Avant le meeting populaire de cet après-midi à Tunis, je vole un peu de temps aux rues écrasées de chaleur pour reprendre le fil de mon récit. Nous revenons du carré des martyrs du cimetière Djellaz à Tunis. Un endroit magnifique, peuplé d’acacias et d’eucalyptus. Le rendez-vous était matinal pour échapper au pic de température annoncé aujourd’hui. Très touchée d’être accueillie sur place par Mbarka Brahmi, la veuve de Mohamed Brahmi assassiné il y a deux ans jour pour jour. C’est Mbarka qui me prend le bras et m’entraine sur la tombe où nous restons côte à côte, enlacées. Elle qui me guide vers la tombe voisine de Chokri Belaid, assassiné quatre mois avant son mari, en février 2013.

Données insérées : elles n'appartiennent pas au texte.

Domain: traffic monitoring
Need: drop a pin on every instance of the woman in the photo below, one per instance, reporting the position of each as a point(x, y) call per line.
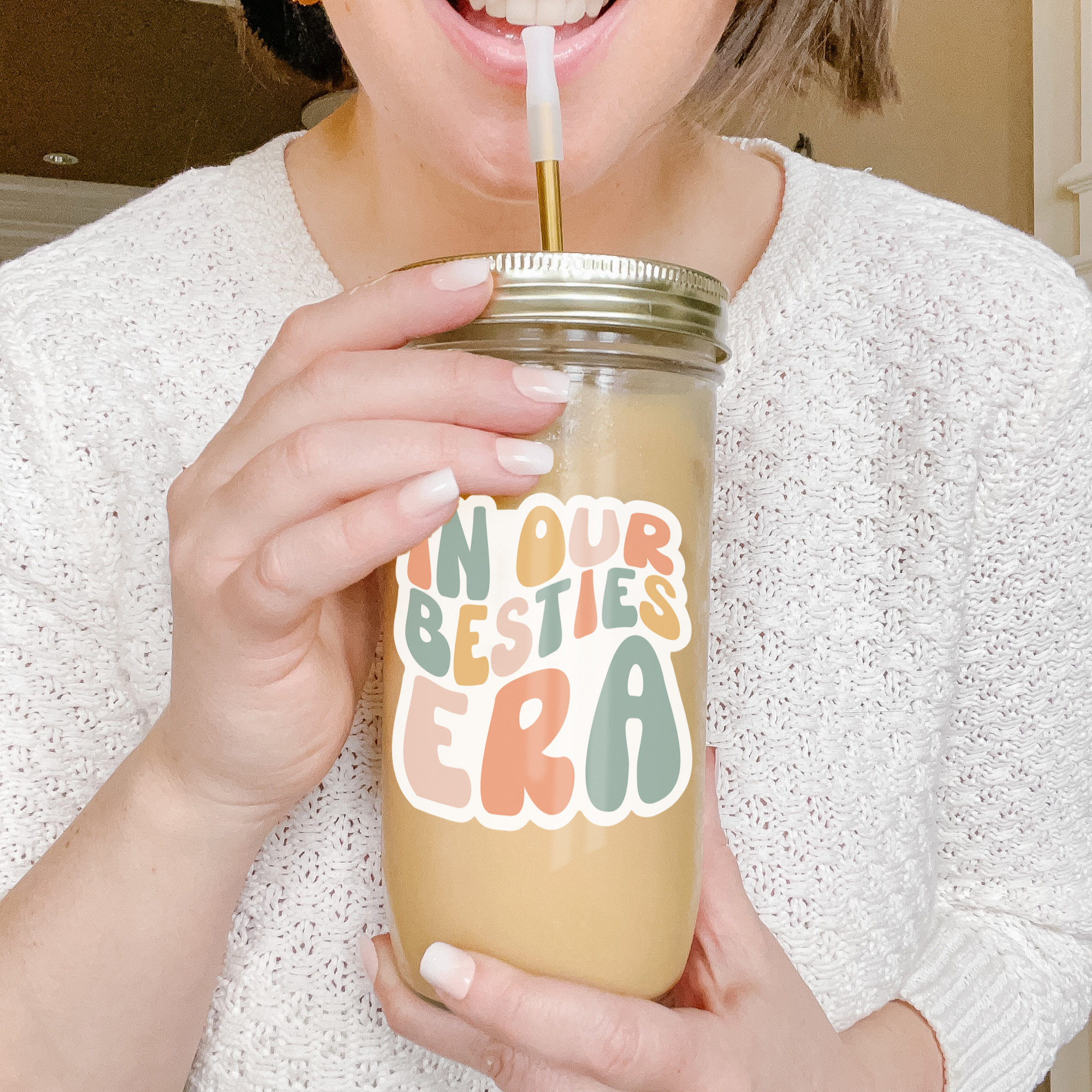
point(899, 662)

Cette mission oscille sans cesse entre la beauté et l’horreur, entre témoignages violents et instants incroyablement chaleureux.

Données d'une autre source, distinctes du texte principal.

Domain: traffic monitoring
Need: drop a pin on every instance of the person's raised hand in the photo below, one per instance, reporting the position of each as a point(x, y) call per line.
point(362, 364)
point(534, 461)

Et j’en arrive à une autre partie difficile à exprimer. Notre visite de jeudi soir à Sousse. Après deux heures de paysages de forêts d’oliviers, une pause sur le bord de la route à se rafraichir d’amandes et de thé, on traverse El Kantaoui, ses parkings désertés en plein mois de juillet, jusqu’à l’hotel et la plage où en juin dernier au moins un individu armé s’est mis à tirer. Sur la plage, dans la piscine, les allées, jusqu’au hall et au premier étage de l’hotel. Quarante minutes de folie meurtrière et de carnage.
Après être restés bloqués à l’entrée un moment, nous traversons avec Hamma Hammami et Mbarka Brahmi cet endroit fantomatique, un palace inoui, immense, vide. Le chemin est long de l’entrée jusqu’à la plage, on mesure le temps qu’il faut pour le parcourir, chaque minute, à traverser un hall démesuré, des escaliers, une terrasse, la piscine, des escaliers à nouveau…
Et naturellement on ne peut s’empêcher de superposer à cette apparence de calme et de volupté le bruit des coups de feu, les hurlements et les victimes terrorisées.
C’est un décalage saisissant. Un sentiment très étrange, que j’ai vécu déjà une fois auparavant. A Hiroshima, curieusement. Sur ce memorial incroyablement heureux et paisible, aux pelouses qui donnent envie de s’allonger dans l’herbe sur fond de chants d’oisaux et de cris joyeux d’enfants.
Sous ce ciel bleu, la terreur devient presque surnaturelle. Comme une anomalie de persistance rétinienne. Et les pieds nus dans le sable fin face à la Méditerranée, devant ce bouquet que nous venons de déposer, je retrouve cette même impression. De violence et de beauté mêlées.